Tunika – Auch heute ein Hit

Die Tunika ist das perfekte Kleid für den Sommer. Es blickt auf eine sehr lange Tradition zurück und wird heute zum Teil immer noch ursprünglich getragen. Wie die Geschichte des Tunika Kleides ist und wie sie sich heute in neue Gewand präsentiert, verraten wir euch heute.

Schon in den Jahren v. Chr. ein Lieblingskleidungsstück

Tunikas blicken schon auf eine lange Tradition zurück. Sie wurden früher von Männern und Frauen gleichermaßen getragen und entstanden schon in dem 2. Jahrhundert v. Chr. Zuerst wurden sie aus Wolle hergestellt, danach aus Leinen. In der Ober- und Mittelklasse war die Tunika ein gern gesehenes Kleidungsstück. Vorzugsweise war sie damals Weiß oder Beige, hatte ein Vorder- und ein Rückteil und wurde seitlich und an den Schultern locker zusammengenäht. Es gab einen Schlitz oder einen T-förmigen Ausschnitt als Halsausschnitt. Ärmel gab es keine und die Tunika wurde eng auf den Körper geschneidert. Die ursprüngliche Tunika veränderte sich mit der Zeit aufgrund ihrer Trageweise. Die Schultern wurden mit der Zeit weitgehend geknöpft und bei den Herren- Tunikas entwickelten sich kleine Ärmel. Auch die Länge ist entscheidend gewesen. Herren trugen sie bis zum Knie und Frauen bis zum Boden.

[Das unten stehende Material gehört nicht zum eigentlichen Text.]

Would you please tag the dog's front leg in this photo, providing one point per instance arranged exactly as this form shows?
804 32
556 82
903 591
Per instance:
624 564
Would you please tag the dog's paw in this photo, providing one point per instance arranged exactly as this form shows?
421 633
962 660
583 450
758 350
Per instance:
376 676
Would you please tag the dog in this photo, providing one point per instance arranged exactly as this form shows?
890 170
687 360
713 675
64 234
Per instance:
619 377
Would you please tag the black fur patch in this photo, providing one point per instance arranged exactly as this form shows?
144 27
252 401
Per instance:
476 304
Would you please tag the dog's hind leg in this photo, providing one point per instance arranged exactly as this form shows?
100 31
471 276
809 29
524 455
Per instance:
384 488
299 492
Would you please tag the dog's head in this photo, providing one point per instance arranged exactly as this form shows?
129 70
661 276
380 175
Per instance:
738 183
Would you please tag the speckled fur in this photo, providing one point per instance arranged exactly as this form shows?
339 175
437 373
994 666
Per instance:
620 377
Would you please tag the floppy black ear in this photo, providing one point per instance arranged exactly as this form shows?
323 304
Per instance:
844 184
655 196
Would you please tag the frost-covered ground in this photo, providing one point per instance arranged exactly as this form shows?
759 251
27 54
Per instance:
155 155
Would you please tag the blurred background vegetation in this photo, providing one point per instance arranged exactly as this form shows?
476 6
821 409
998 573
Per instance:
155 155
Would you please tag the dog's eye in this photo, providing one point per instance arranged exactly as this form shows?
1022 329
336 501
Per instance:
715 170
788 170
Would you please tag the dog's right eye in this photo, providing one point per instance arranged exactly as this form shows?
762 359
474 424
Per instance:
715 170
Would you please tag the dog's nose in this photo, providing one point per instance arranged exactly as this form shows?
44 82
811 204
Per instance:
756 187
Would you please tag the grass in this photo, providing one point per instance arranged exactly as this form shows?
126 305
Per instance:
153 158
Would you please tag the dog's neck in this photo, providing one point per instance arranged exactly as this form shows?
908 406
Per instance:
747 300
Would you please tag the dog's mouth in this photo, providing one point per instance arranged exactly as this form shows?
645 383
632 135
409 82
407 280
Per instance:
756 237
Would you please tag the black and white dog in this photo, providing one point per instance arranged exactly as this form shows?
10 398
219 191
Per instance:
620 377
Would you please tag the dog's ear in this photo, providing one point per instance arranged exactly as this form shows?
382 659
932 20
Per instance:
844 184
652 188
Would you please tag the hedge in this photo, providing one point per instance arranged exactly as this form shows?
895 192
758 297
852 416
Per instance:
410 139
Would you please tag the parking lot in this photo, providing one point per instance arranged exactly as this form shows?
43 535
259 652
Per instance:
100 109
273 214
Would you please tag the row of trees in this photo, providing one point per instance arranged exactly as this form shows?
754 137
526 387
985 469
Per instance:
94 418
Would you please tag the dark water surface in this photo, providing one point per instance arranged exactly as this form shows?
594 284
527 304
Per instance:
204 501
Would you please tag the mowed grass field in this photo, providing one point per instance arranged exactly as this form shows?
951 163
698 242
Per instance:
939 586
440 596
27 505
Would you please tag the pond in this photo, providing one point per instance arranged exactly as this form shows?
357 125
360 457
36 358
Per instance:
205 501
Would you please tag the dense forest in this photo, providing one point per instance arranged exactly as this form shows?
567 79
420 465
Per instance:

Die Tunika im Wandel der Zeit

Der Schnitt der Tunika, wie wir sie heute kennen, hat sich grundlegend verändert. Die Ärmel sind neu hinzugekommen, der Halsausschnitt ist meistens rund gehalten und der Schnitt an sich ist gemütlich weit geworden. Männer tragen natürlich keine Tunikas mehr, weil es sie an Kleider erinnert. Bei Frauen werden Tunika Kleider aber immer beliebter, denn der gemütliche, weite Schnitt versteckt ein paar Rundungen und Pfunde zu viel. So ist die Tunika gerade bei etwas rundlicheren Frauen sehr gefragt. Es gibt sie natürlich aber auch eng am Körper anliegend und in Wickel- Optik. So kann jede Frau selbst entscheiden, wie eng sie ihre Tunika haben möchte.

Perfekt für den Sommer geeignet

Besonders im Sommer ist die Tunika sehr gefragt. Sie profitiert nämlich vom sogenannten Kamin- Effekt. Der Schnitt der Tunika ist nämlich so ausgeklügelt, dass im warmen Sommer kalte Luft von unten nachrücken kann und die heiße Luft nach oben hin abzieht. So kommt immer frische Luft nach und es ist auch unter einer langen Tunika angenehm kühl. Dieser Umstand ist für die Trägerin natürlich sehr angenehm. Zusätzlich sind die Materialien der Tunika perfekt für den Sommer geeignet. Noch immer werden Tunikas aus dem ursprünglichen Material gefertigt, den Leinen. Im Sommer haben Leinen nämlich einen zusätzlich kühlenden auf der Haut und fühlen sich angenehm an. Es gibt sie natürlich auch aus Baumwolle und anderen Stoffen, aber aus Leinen werden sie am häufigsten hergestellt. Auch im Winter funktioniert die Tunika heutzutage wunderbar. Das Material wird einfach in kuschelige Stoffe umgeändert und so könnt ihr sie in der kalten Jahreszeit zu Hose oder Leggings tragen.